For the fifth time, the Hull Performance & Insight Conference (HullPIC) takes place in March. Organizer awaits top-class lectures and discussions
We shall not cease from exploration, and the end of all our exploring will be to arrive where we started[ds_preview] and know the place for the first time – This could be the motto for HullPIC 2020 – the 5th Hull Performance & Insight Conference. Initially thought of as a possibly once-off event in the wake of the ISO 19030 working group, the conference gathers more and more momentum every year. And while performance can only be judged in hindsight, insight can already be gathered based on the papers and registered participants:
»Build it and they will come.«
Indeed, they keep coming (together) – people, companies and technologies. The number of ship operators attending will reach a new record this year. We also see increasingly »joint ventures« in presentations, performance monitoring service providers with ship owners, Artificial Intelligence start-ups with paint manufacturers, etc. Last but not least, we see new combinations of technologies coming together in hull management applications: advanced simulations to get baselines from CFD (»numerical towing tanks«), Big Data mined by Artificial Intelligence, smart sensors and robotics. The recipe for success seems to lie in smart alliances. Combine and conquer.
In a state of limbo
ISO 19030 (Measurement of changes in hull and propeller performance) was published in 2016. Standard procedure at ISO is to review a standard after 3 years. In theory. But the maritime community has largely underestimated the hurdles that need to be taken, before a standard is changed. It is not just a matter of writing a letter »I think my (preferred) method should be adopted« – whether that letter is written by an individual or a company or an association. While even the secretary of the original ISO working group agrees that the standard should be updated, the community of performance monitoring vendors and users disagree on pretty much everything else.
Should we have highly accurate ideal baselines (= power requirements for smooth hull for a given combination of speed, draft and trim) at the expense of e.g. systematic CFD simulations? Or should we believe that all errors will even out if we only have high enough frequency in our data capturing? Can we correct for the added power requirements at sea state 4 and higher? Is torque measurement an absolute minimum requirement?

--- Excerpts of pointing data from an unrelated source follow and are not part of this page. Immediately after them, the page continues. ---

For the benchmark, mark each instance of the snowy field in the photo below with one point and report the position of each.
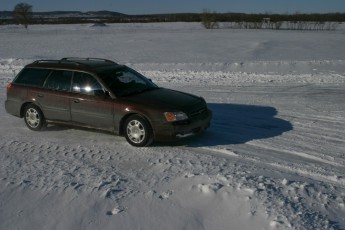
(274, 157)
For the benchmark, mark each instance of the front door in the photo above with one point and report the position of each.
(89, 106)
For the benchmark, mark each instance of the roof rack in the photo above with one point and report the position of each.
(76, 59)
(54, 61)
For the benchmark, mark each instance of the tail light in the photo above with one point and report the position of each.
(9, 87)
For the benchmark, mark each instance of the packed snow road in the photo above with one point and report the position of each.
(273, 158)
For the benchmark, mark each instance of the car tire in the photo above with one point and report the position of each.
(138, 131)
(33, 117)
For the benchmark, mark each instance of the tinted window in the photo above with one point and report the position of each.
(86, 84)
(59, 80)
(33, 77)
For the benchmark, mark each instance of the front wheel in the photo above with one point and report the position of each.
(33, 117)
(138, 131)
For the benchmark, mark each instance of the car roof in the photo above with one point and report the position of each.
(81, 64)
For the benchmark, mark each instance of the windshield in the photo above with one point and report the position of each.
(125, 81)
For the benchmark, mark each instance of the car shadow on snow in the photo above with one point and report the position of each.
(236, 124)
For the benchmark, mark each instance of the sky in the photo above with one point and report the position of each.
(183, 6)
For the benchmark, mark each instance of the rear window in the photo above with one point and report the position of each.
(59, 80)
(32, 77)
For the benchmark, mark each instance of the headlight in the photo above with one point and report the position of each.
(175, 116)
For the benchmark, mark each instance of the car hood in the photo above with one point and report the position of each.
(167, 99)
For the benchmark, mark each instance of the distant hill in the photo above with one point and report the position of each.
(69, 14)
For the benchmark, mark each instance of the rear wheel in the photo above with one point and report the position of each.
(33, 117)
(138, 131)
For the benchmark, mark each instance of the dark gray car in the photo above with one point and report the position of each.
(102, 94)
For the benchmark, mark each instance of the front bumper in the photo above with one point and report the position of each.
(180, 130)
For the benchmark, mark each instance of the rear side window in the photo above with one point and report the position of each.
(59, 80)
(32, 77)
(86, 84)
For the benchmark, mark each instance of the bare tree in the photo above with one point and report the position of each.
(23, 13)
(208, 20)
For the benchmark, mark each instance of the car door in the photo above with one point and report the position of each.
(89, 105)
(54, 97)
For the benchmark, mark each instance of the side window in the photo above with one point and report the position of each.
(32, 77)
(59, 80)
(86, 84)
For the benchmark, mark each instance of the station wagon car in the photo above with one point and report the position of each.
(102, 94)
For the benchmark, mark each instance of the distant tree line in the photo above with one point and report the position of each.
(210, 20)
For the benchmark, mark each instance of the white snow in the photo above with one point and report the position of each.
(273, 158)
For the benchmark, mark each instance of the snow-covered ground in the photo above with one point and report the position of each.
(274, 157)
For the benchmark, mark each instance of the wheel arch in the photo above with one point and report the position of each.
(21, 114)
(124, 118)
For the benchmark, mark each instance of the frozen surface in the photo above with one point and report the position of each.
(273, 158)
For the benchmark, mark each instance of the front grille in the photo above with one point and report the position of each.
(199, 113)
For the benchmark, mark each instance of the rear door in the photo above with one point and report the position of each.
(89, 105)
(54, 98)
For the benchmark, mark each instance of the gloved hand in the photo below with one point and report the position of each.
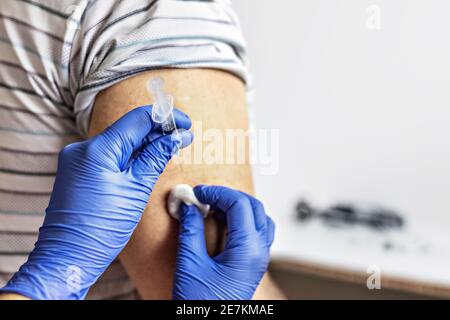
(101, 189)
(235, 273)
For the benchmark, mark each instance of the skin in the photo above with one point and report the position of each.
(217, 99)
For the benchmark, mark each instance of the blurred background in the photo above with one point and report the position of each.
(360, 93)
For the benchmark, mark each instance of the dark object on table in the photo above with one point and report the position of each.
(374, 217)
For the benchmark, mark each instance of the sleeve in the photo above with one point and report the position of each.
(120, 39)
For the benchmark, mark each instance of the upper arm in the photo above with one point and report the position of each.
(214, 100)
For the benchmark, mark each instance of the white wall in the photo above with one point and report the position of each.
(367, 111)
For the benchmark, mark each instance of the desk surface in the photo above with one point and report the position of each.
(411, 259)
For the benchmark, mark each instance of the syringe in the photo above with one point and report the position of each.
(163, 106)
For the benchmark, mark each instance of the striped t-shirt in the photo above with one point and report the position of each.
(55, 56)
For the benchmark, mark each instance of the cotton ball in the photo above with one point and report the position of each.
(184, 193)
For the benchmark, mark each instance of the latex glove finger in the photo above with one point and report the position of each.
(234, 204)
(270, 231)
(128, 134)
(155, 156)
(192, 231)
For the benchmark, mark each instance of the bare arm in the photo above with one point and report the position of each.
(215, 98)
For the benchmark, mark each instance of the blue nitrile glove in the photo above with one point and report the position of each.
(101, 189)
(235, 273)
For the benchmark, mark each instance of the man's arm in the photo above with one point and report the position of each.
(216, 100)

The most likely candidate to find a consensus among the community is filtering. Here the present filtering recommendation often lead to hardly any data sets left. And without data sets, trends are hard to determine… But even if we find consensus or at least a large majority, a new working group would need to put in hundreds of hours, with an ISO mandate, and enough support from national standard organizations (such as DIN). In short, the same inertia that keeps providers from aligning closer with the default method of the widely lamented ISO 19030 will keep the standard in its current form for years to come.
Bio-fouling attracts attention
Hull management and ISO 19030 focus on efficient ship operation. With rising fuel prices, especially for the post-2020 Global Sulphur Cap era, the motivation for most participants at HullPIC is easy to understand. But another aspect to hull management is gaining momentum and attention – the prevention of spreading alien invasive species (AIS).
IMO has had a biofouling guideline for almost 10 years. But guidelines are easy to ignore. Until they become mandatory. Local initiatives (New Zealand, Australia, California) already force ship operators to clean their ships to prevent importing AIS. There are more and more voices asking for an alignment of national or regional initiatives under an IMO umbrella. HullPIC 2020 will give insights into the current discussions, but the topic is gaining such momentum that a sister conference dubbed PortPIC (In-Port Inspection & Cleaning Conference) will be held in September 2020 in Hamburg.
The »once-offq HullPIC has come a long way in 5 years. The end of our exploring is not yet in sight for hull management and living ISO 19030 in practice. With HullPIC 2020, we merely move one step further forward in our exploration.